Pesquisadores acreditam ter encontrado os restos de Michel de Montaigne, grande filósofo do Renascimento

Após uma descoberta curiosa, testes estão realizando testes para confirmar a identidade de Montaigne

Fabio Previdelli Publicado em 25/11/2019, às 12h12

Retrato de Michel Eyquem de Montaigne (1533-1592)
Retrato de Michel Eyquem de Montaigne (1533-1592) - Getty Images

Durante séculos, o local de descanso final de Michel de Montaigne, o filósofo francês do Renascimento, creditado como pioneiro do ensaio pessoal como forma literária, é um mistério. Entretanto, essa busca pode, enfim, ter terminado.
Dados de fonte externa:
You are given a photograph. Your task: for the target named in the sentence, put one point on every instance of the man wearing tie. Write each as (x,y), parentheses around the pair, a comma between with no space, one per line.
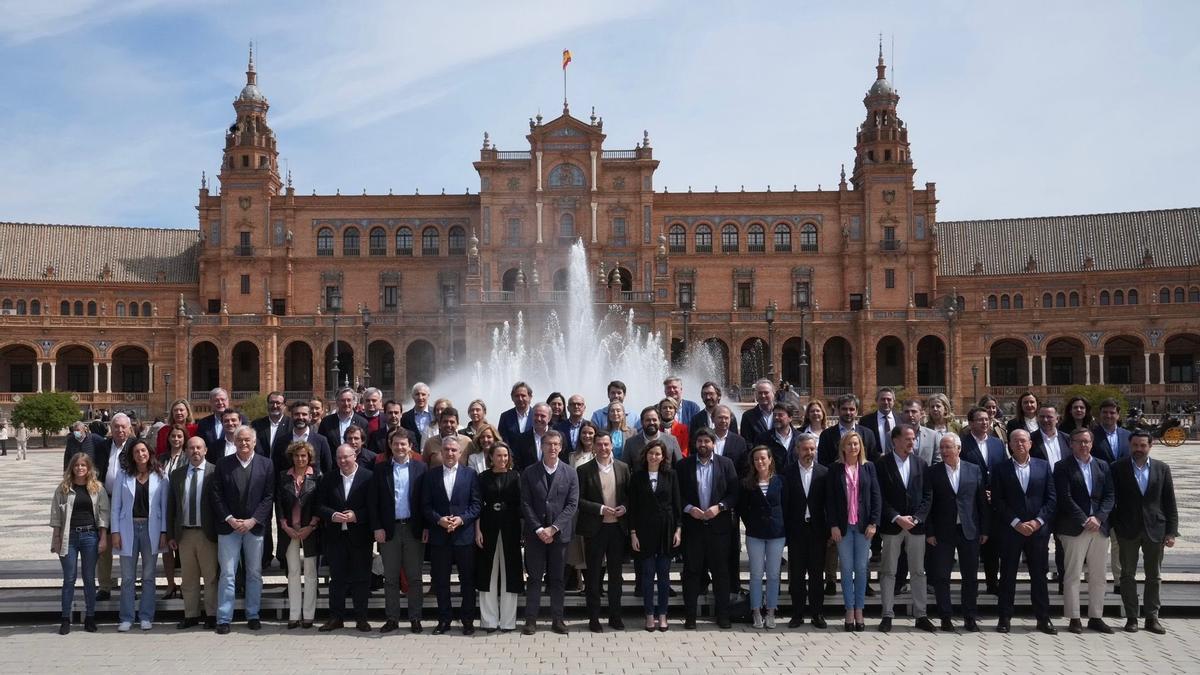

O Musée d'Aquitaine, em Bordeaux, na França, afirma que os restos mortais que estão em um tumba que foi aberta na última quarta-feira, 20, possam pertencer ao famoso pensador do século 16.

"Provavelmente estamos na presença de Michel de Montaigne", disse o diretor do museu, Laurent Vedrine, ao abrir a tumba. “As indicações históricas e arqueológicas nos fazem acreditar que estamos no caminho certo. Acho que sim, mas não temos certeza. Precisamos verificar”.

Em 2018, as autoridades locais anunciaram que restos humanos foram encontrados no porão do museu. A descoberta levou a uma busca de um ano para desenterrar adequadamente o túmulo e resolver de uma vez por todas o mistério de se Montaigne estava enterrado lá ou não.

Os ensaios de Michel de Montaigne (1533-1592), filósofo do Renascimento francês. Datado do século 16 / Crédito: Getty Images

 

Os primeiros sinais foram positivos. Dentro da tumba havia um caixão de madeira com a palavra "Montaigne" gravada. Além do mais, um recipiente de chumbo que, segundo os arqueólogos, inclui crânio, fêmur e osso pélvico que podem ter pertencido ao filósofo também foi encontrado.

A partir daqui, os pesquisadores vão estudar a pedra da tumba, a madeira do caixão e os ossos que foram encontrados em separado para descobrir se as pistas de fato comprovam que os restos são de Montaigne. Os testes serão capazes de determinar a idade e o sexo da pessoa e verificar se existem sinais de cálculos renais, problema do qual o filósofo sofria.